'Tis the Season.
No not of turkey or remembrance but rather of the evil end of term deadlines. As of the 27th I will be done.
I seem to recall someone back in first year explaining law school in the following manner. First year is all about your marks. You basically hibernate focusing solely on somehow beating the elusive curve so that come time to apply for summer jobs you can triumphantly present your straight A marks for all the employers and land the job which you will keep for the next two years and which will eventually lead to an articling and associate position. Then second year when this plan fails for all but 5 or so per cent of you, you can expand your extracurriculars and then reapply for the next summer with those all so important first year marks. By third year you should be employed permanently, your marks no longer matter and you can enjoy coasting through the year before settling into your nice aggressive corporate job.
I'm still waiting for the coasting to start. Don't get me wrong, I really like law school; it's just more of a marathon than a mad dash. Luckily for us there are many fun opportunities and distractions along the way.
I suppose that as this is my first post I should tell you (my mystery reader) a little bit about myself. I'm a 3L Dual JD. I'm Canadian and I grew up in Ottawa. Prior to coming to school here I had never been further South in Ontario than Stratford, let alone down to Michigan. I didn't visit the schools and I had no idea what a nexus card was or that Windsor is the real "South Detroit." I came because the program sounded interesting. Two degrees in three years, why not?
I did my undergrad in Political Studies at Queen's University (Kingston, not Belfast or in New York). I coached downhill skiing throughout my latter years of high school and most of my undergrad. I haven't written a blog since grade 7 or 8 and to be honest I'm not entirely sure where to start.
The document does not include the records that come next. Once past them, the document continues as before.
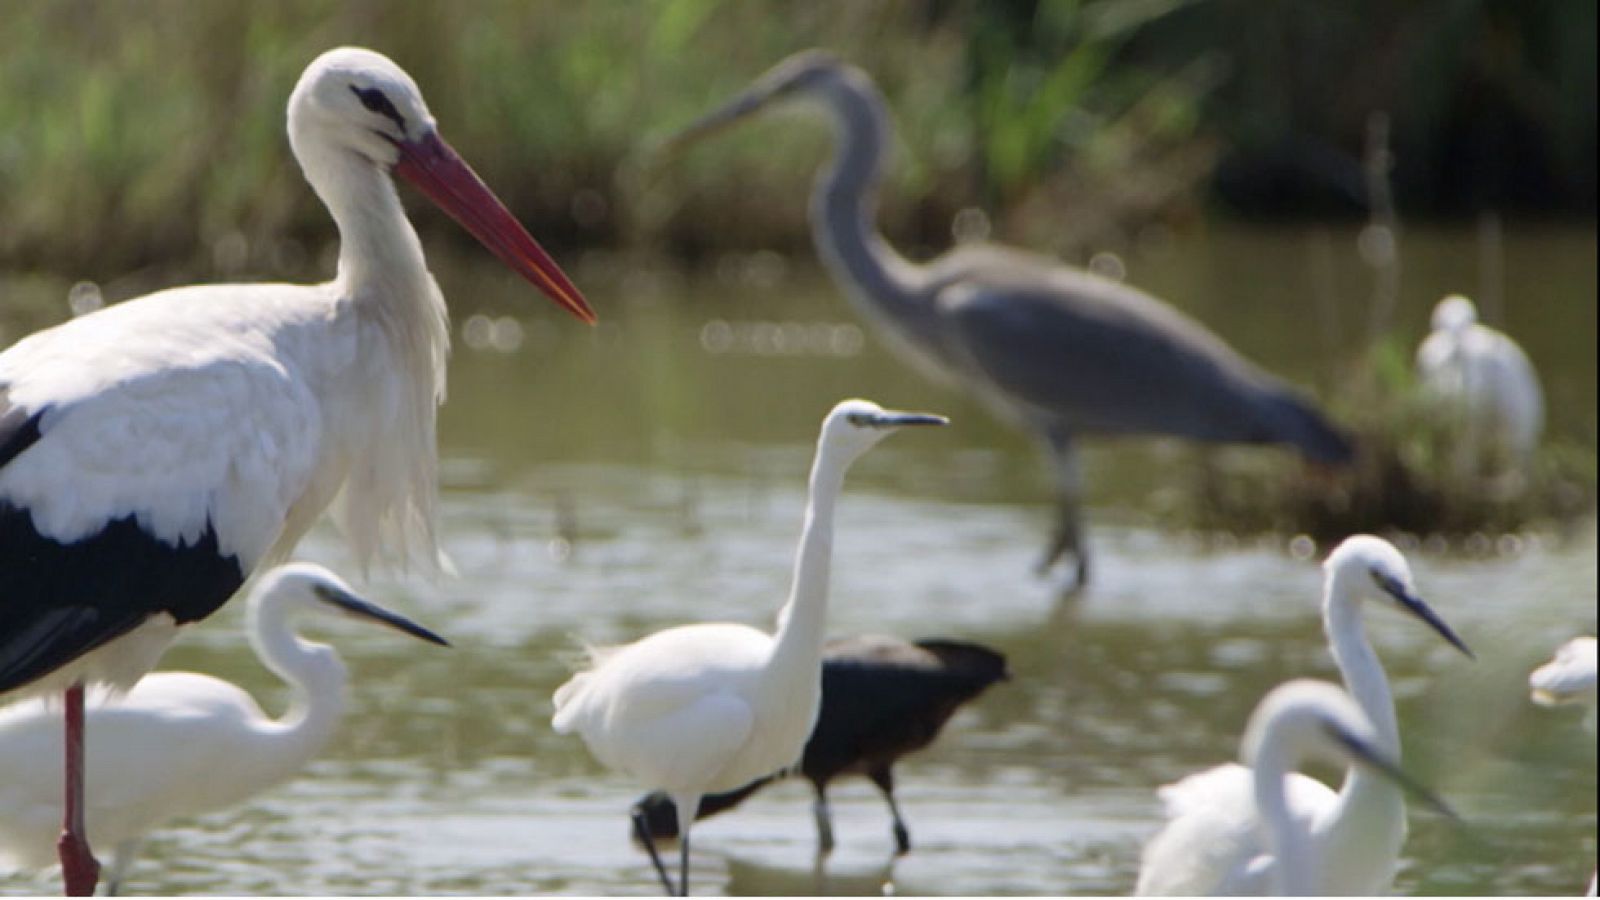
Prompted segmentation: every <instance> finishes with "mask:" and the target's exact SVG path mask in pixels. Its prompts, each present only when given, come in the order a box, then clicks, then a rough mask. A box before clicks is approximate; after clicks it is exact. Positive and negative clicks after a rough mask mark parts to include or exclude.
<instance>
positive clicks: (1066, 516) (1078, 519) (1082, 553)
mask: <svg viewBox="0 0 1600 900" xmlns="http://www.w3.org/2000/svg"><path fill="white" fill-rule="evenodd" d="M1045 450H1046V453H1048V455H1050V464H1051V474H1053V476H1054V479H1056V530H1054V535H1053V536H1051V540H1050V544H1046V546H1045V556H1043V557H1042V559H1040V560H1038V565H1037V572H1038V575H1040V577H1045V575H1050V572H1051V570H1053V569H1054V567H1056V562H1059V560H1061V557H1064V556H1067V554H1072V559H1074V560H1075V562H1077V580H1075V581H1074V585H1072V589H1074V591H1077V589H1082V588H1085V586H1086V585H1088V581H1090V556H1088V549H1086V548H1085V543H1083V503H1082V501H1083V477H1082V472H1080V471H1078V452H1077V447H1075V445H1074V442H1072V436H1069V434H1067V432H1064V431H1061V429H1050V431H1048V432H1046V434H1045Z"/></svg>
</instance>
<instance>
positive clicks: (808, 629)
mask: <svg viewBox="0 0 1600 900" xmlns="http://www.w3.org/2000/svg"><path fill="white" fill-rule="evenodd" d="M846 468H848V461H846V460H843V458H840V455H838V453H837V452H835V450H832V448H830V447H829V445H827V444H826V440H824V442H822V444H821V445H819V447H818V452H816V460H814V461H813V464H811V482H810V493H808V500H806V511H805V525H803V528H802V532H800V549H798V551H797V552H795V572H794V583H792V586H790V589H789V602H786V604H784V609H782V610H781V612H779V613H778V633H776V634H774V636H773V657H771V663H770V665H768V669H766V673H765V674H763V677H762V682H763V689H766V690H776V692H779V693H787V692H790V690H800V689H805V687H806V685H811V684H816V681H818V679H819V677H821V674H819V673H821V668H819V666H821V665H822V639H824V634H826V631H827V585H829V569H830V567H832V554H834V503H835V500H837V498H838V492H840V488H843V484H845V469H846Z"/></svg>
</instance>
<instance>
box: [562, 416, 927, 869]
mask: <svg viewBox="0 0 1600 900" xmlns="http://www.w3.org/2000/svg"><path fill="white" fill-rule="evenodd" d="M942 423H944V420H942V418H939V416H928V415H915V413H893V412H885V410H883V408H882V407H878V405H877V404H869V402H866V400H845V402H842V404H838V405H837V407H834V410H832V412H830V413H829V415H827V418H826V420H824V421H822V434H821V437H819V439H818V447H816V460H814V461H813V466H811V480H810V498H808V506H806V516H805V527H803V530H802V535H800V549H798V552H797V556H795V570H794V583H792V586H790V593H789V601H787V602H786V604H784V607H782V609H781V610H779V613H778V629H776V633H773V634H768V633H765V631H760V629H757V628H750V626H746V625H733V623H709V625H686V626H680V628H669V629H666V631H658V633H654V634H651V636H648V637H645V639H642V641H637V642H634V644H627V645H622V647H608V649H602V650H595V652H592V655H590V657H592V658H590V668H589V669H587V671H582V673H578V674H574V676H573V677H571V681H568V682H566V684H563V685H562V687H560V689H557V692H555V716H554V719H552V724H554V725H555V730H557V732H560V733H579V735H582V738H584V743H587V745H589V749H590V753H594V754H595V757H597V759H598V761H600V762H602V764H605V765H606V767H611V769H618V770H622V772H626V773H629V775H632V777H634V778H637V780H638V781H642V783H645V785H646V786H650V788H659V790H662V791H666V793H669V794H672V799H674V801H675V802H677V807H678V823H680V834H683V844H682V854H683V863H682V865H683V876H682V889H683V890H685V892H686V889H688V884H686V882H688V833H690V825H691V823H693V822H694V812H696V809H698V806H699V798H701V796H704V794H707V793H717V791H730V790H733V788H738V786H742V785H746V783H749V781H754V780H755V778H760V777H763V775H771V773H773V772H778V770H781V769H789V767H792V765H795V764H798V761H800V754H802V753H803V751H805V741H806V738H808V737H810V733H811V725H813V724H814V722H816V709H818V701H819V697H821V666H822V637H824V628H826V623H827V585H829V565H830V556H832V533H834V503H835V500H837V496H838V492H840V488H842V487H843V480H845V471H846V469H848V468H850V464H851V463H853V461H854V460H856V458H858V456H861V455H862V453H866V452H867V450H869V448H870V447H872V445H874V444H877V442H878V440H882V439H883V437H885V436H886V434H890V432H891V431H893V429H896V428H899V426H906V424H942Z"/></svg>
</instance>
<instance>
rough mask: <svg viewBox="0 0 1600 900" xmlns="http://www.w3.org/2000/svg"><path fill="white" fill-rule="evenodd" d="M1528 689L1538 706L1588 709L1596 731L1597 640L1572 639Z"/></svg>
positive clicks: (1548, 663)
mask: <svg viewBox="0 0 1600 900" xmlns="http://www.w3.org/2000/svg"><path fill="white" fill-rule="evenodd" d="M1528 689H1530V690H1531V692H1533V701H1534V703H1538V705H1539V706H1562V705H1566V703H1573V705H1578V706H1584V708H1587V709H1589V714H1587V716H1586V719H1584V721H1586V722H1587V725H1589V727H1590V729H1594V727H1595V639H1594V637H1573V639H1571V641H1568V642H1566V644H1562V647H1560V649H1558V650H1557V652H1555V658H1554V660H1550V661H1549V663H1544V665H1542V666H1539V668H1536V669H1533V673H1531V674H1530V676H1528ZM1597 879H1600V876H1590V878H1589V890H1587V895H1589V897H1594V895H1595V882H1597Z"/></svg>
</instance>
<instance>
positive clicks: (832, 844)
mask: <svg viewBox="0 0 1600 900" xmlns="http://www.w3.org/2000/svg"><path fill="white" fill-rule="evenodd" d="M811 786H813V788H816V801H813V802H811V817H813V818H816V852H818V854H819V855H826V854H830V852H834V812H832V810H830V809H829V807H827V785H826V783H822V781H818V780H813V781H811Z"/></svg>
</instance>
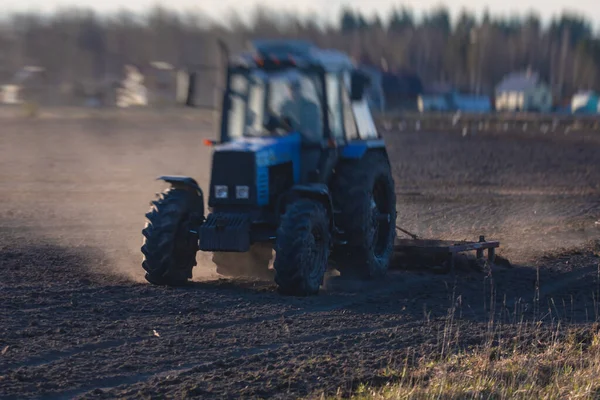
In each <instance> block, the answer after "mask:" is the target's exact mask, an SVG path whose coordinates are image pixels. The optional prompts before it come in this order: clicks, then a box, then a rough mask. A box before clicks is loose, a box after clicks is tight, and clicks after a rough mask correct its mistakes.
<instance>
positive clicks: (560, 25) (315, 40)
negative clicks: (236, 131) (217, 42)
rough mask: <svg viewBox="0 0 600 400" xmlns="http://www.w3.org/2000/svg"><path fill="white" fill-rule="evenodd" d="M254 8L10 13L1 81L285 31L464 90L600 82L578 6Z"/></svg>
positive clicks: (572, 88) (206, 61) (69, 80)
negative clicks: (232, 12) (336, 12)
mask: <svg viewBox="0 0 600 400" xmlns="http://www.w3.org/2000/svg"><path fill="white" fill-rule="evenodd" d="M252 12H253V19H252V22H251V23H244V22H242V20H241V18H237V17H236V16H232V17H230V18H229V20H228V21H227V23H222V24H216V23H214V22H211V21H209V20H208V19H207V18H204V17H203V16H202V15H199V14H194V13H176V12H174V11H170V10H168V9H165V8H161V7H157V8H153V9H152V10H149V11H148V12H147V13H145V14H134V13H129V12H125V11H122V12H118V13H115V14H111V15H99V14H97V13H94V12H93V11H91V10H89V9H80V8H72V9H63V10H60V11H57V12H55V13H54V14H51V15H41V14H36V13H16V14H13V15H10V16H7V17H5V18H4V19H2V20H0V83H9V82H10V81H11V80H14V79H15V76H16V73H17V71H18V70H19V69H20V68H22V67H23V66H24V65H39V66H42V67H44V68H45V73H44V79H45V80H46V81H47V83H49V84H53V85H66V84H74V83H81V82H96V83H98V82H105V81H106V80H110V79H114V78H115V77H119V76H120V74H121V73H122V69H123V66H124V65H126V64H133V65H139V66H146V65H148V64H149V63H150V62H152V61H164V62H168V63H171V64H172V65H174V66H176V67H178V68H194V67H197V66H204V67H206V66H212V67H214V68H218V65H219V64H218V57H219V55H218V51H217V49H218V46H217V41H218V40H222V41H223V42H225V43H227V44H228V47H229V48H230V50H231V51H238V50H241V49H242V48H243V47H244V46H245V44H246V43H247V41H248V40H251V39H253V38H259V37H260V38H274V37H282V38H301V39H307V40H311V41H313V42H315V43H316V44H318V45H320V46H325V47H333V48H337V49H340V50H343V51H345V52H348V53H349V54H351V55H352V56H354V57H355V58H356V59H358V60H360V61H361V62H364V63H369V64H372V65H375V66H378V67H381V68H383V69H385V70H388V71H389V72H392V73H401V72H410V73H416V74H418V75H419V76H420V77H421V79H422V81H423V82H424V84H425V85H427V83H431V82H444V83H448V84H451V85H453V86H454V87H456V88H458V89H459V90H462V91H468V92H471V93H482V94H492V93H493V90H494V87H495V85H497V84H498V82H499V81H500V80H501V79H502V78H503V76H505V75H506V74H508V73H510V72H513V71H519V70H525V69H527V68H531V69H532V70H534V71H537V72H539V74H540V76H541V77H542V78H543V79H544V80H546V81H547V82H548V83H550V84H551V85H552V87H553V89H554V91H555V93H556V94H557V95H558V96H563V97H564V96H569V95H571V94H572V93H573V92H575V91H577V90H587V89H590V90H598V89H600V36H598V35H597V34H595V33H594V29H593V24H592V22H591V21H589V20H588V19H586V18H585V17H584V16H580V15H576V14H569V13H565V14H563V15H560V16H558V17H555V18H554V19H552V20H551V21H550V22H549V23H546V24H544V23H542V20H541V18H540V17H539V16H537V15H536V14H533V13H531V14H528V15H523V16H515V17H511V18H503V17H496V16H493V15H491V14H490V13H488V12H486V13H484V15H483V16H482V17H479V18H478V17H476V16H475V15H474V14H472V13H470V12H469V11H467V10H463V11H462V12H460V14H459V15H458V17H457V18H456V19H454V20H453V19H452V18H451V16H450V12H449V10H448V9H447V8H444V7H438V8H434V9H432V10H429V11H428V12H425V13H424V14H423V15H422V16H421V17H419V18H417V17H416V16H415V13H414V12H413V11H412V10H411V9H409V8H396V9H393V10H391V11H390V12H389V13H388V15H387V16H386V17H385V18H382V17H380V16H376V17H367V16H365V15H363V14H361V13H360V12H357V11H355V10H352V9H344V10H342V12H341V15H340V16H339V21H338V22H337V23H335V24H325V25H322V24H319V23H318V22H317V21H316V19H315V18H312V17H310V16H309V17H305V18H300V17H297V16H293V15H284V14H281V13H276V12H275V11H273V10H269V9H266V8H257V9H255V10H253V11H252Z"/></svg>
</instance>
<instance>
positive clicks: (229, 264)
mask: <svg viewBox="0 0 600 400" xmlns="http://www.w3.org/2000/svg"><path fill="white" fill-rule="evenodd" d="M271 258H273V246H272V245H271V244H270V243H255V244H253V245H252V247H250V251H248V252H245V253H233V252H215V253H213V258H212V260H213V262H214V263H215V265H216V266H217V273H218V274H220V275H224V276H230V277H248V278H261V279H269V280H270V279H273V274H272V273H271V271H270V270H269V264H270V262H271Z"/></svg>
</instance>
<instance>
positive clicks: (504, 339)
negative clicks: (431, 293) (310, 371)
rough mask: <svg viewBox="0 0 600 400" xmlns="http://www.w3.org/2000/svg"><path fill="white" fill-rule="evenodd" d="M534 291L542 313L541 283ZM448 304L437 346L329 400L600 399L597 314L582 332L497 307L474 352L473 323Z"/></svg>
mask: <svg viewBox="0 0 600 400" xmlns="http://www.w3.org/2000/svg"><path fill="white" fill-rule="evenodd" d="M598 274H599V276H600V264H599V265H598ZM538 279H539V277H538ZM536 286H537V288H536V296H535V299H536V300H534V303H535V310H536V311H538V312H539V309H540V302H539V297H540V296H539V281H538V284H537V285H536ZM493 297H494V294H493V293H491V294H490V298H493ZM594 298H598V294H596V295H595V297H594ZM451 301H452V305H451V306H450V308H449V309H448V314H447V315H446V317H445V321H443V323H442V327H443V328H442V329H441V330H440V331H439V335H438V341H437V342H438V343H437V344H436V345H434V346H433V347H431V348H429V349H412V350H411V352H412V353H410V352H409V353H408V354H407V355H406V357H405V358H404V360H403V361H402V363H396V364H394V365H395V367H394V368H389V367H388V368H383V369H382V370H380V371H374V372H375V373H374V376H375V377H376V378H375V379H372V378H370V379H367V381H370V382H376V383H374V384H372V385H370V384H368V383H362V384H360V385H359V386H358V387H355V389H354V390H353V391H352V392H351V393H347V392H345V393H341V392H340V393H339V395H338V396H334V397H332V398H331V399H332V400H333V399H340V398H342V397H344V398H346V397H350V398H352V399H355V400H391V399H524V400H525V399H527V400H528V399H600V322H598V321H599V318H598V315H596V322H593V323H587V324H582V325H576V324H573V325H571V324H568V323H566V322H562V320H561V319H560V318H554V317H552V318H551V322H550V323H549V324H544V323H542V319H544V318H542V316H541V315H540V314H539V313H538V312H535V311H534V314H535V315H534V316H533V318H531V319H528V318H525V316H524V314H522V313H520V312H517V311H515V312H514V313H509V314H504V315H503V313H502V312H498V311H497V310H495V307H494V303H493V302H492V303H491V304H489V306H490V307H491V308H490V311H491V312H490V318H489V320H488V321H487V323H485V324H486V327H485V328H484V332H482V333H481V336H480V339H479V340H476V342H479V343H473V342H471V344H470V345H469V344H468V339H467V340H466V341H465V340H464V339H465V338H464V336H465V332H464V330H465V328H466V326H467V325H468V324H464V323H463V322H462V321H461V320H460V318H458V313H460V311H459V309H460V305H459V303H460V301H457V298H456V297H455V296H453V298H452V300H451ZM549 302H550V304H554V300H553V299H549ZM596 308H597V303H596V301H594V309H596ZM558 314H559V313H558V312H557V313H556V316H558ZM547 315H548V314H546V316H547ZM467 336H468V335H467ZM398 365H401V367H398ZM317 397H320V399H321V400H324V399H325V398H327V397H326V396H324V395H323V394H321V395H320V396H319V395H318V396H317Z"/></svg>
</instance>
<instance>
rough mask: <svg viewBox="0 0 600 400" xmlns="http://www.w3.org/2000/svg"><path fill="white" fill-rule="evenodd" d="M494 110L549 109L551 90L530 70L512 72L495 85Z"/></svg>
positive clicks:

I guess I started talking about end of semester work so I'll start there. The closer I get to the end of law school the more constant the work seems to become. This semester I have 2 exams. That means that all of my other courses are based on term work. UDM has 2 specific upper year course requirements for Dual JD students. We have to take an upper level writing course and 3 credits worth of LFP (Law Firm Program). I fully support both of these requirements; however taking them both in the same semester was not my brightest move. As a Dual JD we regularly take above a full course load (13-18 credit hours), so when I was course planning I figured my measly 17 credit semester shouldn't be too bad. I failed to consider that 10 of those credits are all course work and therefore require that I submit or complete more than 40 different things during the semester. For those of you calculating that's about 3 things a week.
Now that I have completely scared you out of going to law school, my semester is definitely an exception to the rule. It's also proof of why it is important to consider more than just credits in planning your schedule. But beyond all of the academic considerations, it's amazing practice. When I'm out in the real world I know I can handle whatever an associate throws at me; and still have a life. I actually think this is one of the biggest strengths of UDM law. I really do feel prepared for the real world.